If you travel out of the country more than twice a year, you can save a pile of money by buying an annual, multi-trip travel insurance plan. And not only is it cheaper, it saves you the hassle of applying, filling in forms, and handing over your credit number again and again.
Here’s how annual plans work. They come in different denominations—7 day, 15, 30, 60, 90—or some other number—depending on the insurer’s line of products. If you buy a 15-day annual plan, you can travel up to 15 days any number of times throughout the year and you only pay once. The only condition is that you must return to your home province for at least one day before you begin your next segment. .
You don’t have to tell your insurer when you’re leaving on your next trip, you just go. And if you need to supplement one of those segments—say with an extra five or 10 days—you call your insurer and they can top you up for that one trip. Of course you’ll pay extra for those additional days.
How does this save you money? Instead of buying four or five single-trip plans of say, seven days each over the course of the year, you only pay for one seven-day trip and you re-cycle it. So long as you don’t generate a claim on any of those segments, your annual payment covers you. If you do generate a claim—you must tell your insurer and they will re-calibrate your rates for the remainder of the year.
How do you prove you haven’t overstayed your 7 or 15 or 30-day trip threshold? You won’t have to unless you have a claim, and then you will have to prove that you have not exceeded your trip length, usually by showing receipts, credit card charges, etc. In effect, you’ll have to prove where you were before and after the emergency: that’s easy. But remember that you must be in your home province, not just in Canada, for at least one day between trip segments.
Also, if you generate a claim on one of your trip segments, the condition causing the claim may be considered a pre-existing condition for your remaining segments, so tell your insurer of your claim and be sure you understand the pre-existing condition limitations for your remaining trip segments. But if you don’t have a claim, you don’t have to worry about those things.

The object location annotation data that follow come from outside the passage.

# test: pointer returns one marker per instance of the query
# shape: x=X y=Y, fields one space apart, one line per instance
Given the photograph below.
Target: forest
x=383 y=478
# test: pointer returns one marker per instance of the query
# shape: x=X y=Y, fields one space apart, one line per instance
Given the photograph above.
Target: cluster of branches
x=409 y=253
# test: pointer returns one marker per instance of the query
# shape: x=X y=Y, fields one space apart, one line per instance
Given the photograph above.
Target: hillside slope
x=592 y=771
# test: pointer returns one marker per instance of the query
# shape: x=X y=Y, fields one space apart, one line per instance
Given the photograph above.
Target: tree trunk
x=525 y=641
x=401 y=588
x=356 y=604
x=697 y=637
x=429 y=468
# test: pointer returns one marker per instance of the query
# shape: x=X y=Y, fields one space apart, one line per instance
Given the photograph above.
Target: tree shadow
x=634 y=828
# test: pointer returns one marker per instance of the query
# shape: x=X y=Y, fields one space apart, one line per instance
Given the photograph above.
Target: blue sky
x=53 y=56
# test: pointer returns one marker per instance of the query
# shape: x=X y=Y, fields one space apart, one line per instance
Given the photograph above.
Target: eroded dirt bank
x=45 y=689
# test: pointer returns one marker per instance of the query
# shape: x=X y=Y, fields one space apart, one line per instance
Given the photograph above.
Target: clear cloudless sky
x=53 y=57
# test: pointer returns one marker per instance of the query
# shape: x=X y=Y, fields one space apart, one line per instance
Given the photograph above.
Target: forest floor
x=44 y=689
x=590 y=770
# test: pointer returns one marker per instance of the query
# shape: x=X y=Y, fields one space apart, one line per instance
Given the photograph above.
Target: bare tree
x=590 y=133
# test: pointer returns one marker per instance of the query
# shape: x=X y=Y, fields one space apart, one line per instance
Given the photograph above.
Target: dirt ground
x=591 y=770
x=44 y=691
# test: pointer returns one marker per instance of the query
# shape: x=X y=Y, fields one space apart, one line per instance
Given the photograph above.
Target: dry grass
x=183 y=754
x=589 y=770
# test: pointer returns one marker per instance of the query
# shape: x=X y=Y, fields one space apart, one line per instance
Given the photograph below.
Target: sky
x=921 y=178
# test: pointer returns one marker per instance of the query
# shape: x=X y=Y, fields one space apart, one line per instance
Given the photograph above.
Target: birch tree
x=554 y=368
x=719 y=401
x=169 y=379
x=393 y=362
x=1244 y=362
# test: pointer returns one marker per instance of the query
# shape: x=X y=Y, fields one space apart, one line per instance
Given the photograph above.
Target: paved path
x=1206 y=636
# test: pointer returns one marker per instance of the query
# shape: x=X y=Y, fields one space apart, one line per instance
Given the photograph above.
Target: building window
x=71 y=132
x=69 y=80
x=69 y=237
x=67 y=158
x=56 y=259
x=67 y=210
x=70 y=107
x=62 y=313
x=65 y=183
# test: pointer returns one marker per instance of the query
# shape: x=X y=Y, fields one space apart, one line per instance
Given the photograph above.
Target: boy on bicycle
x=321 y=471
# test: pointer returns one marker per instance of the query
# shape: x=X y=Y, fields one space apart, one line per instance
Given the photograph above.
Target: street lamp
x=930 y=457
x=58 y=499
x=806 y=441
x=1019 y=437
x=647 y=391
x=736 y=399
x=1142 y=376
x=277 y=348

The concept works because insurers base their rates on per diem exposure. If you plan on being out of the country for 180 consecutive days, you’re going to pay more per day than if you are going to be out for 60 days. If you’re a golfer, your chances of being struck by lightning are far greater if you play every day, than if you play only 10. That’s called risk assessment.
Save money. Hold on to your flexibility. Cut out multiple application hassles. Annual plans are the perfect vehicle for today’s frequent travellers.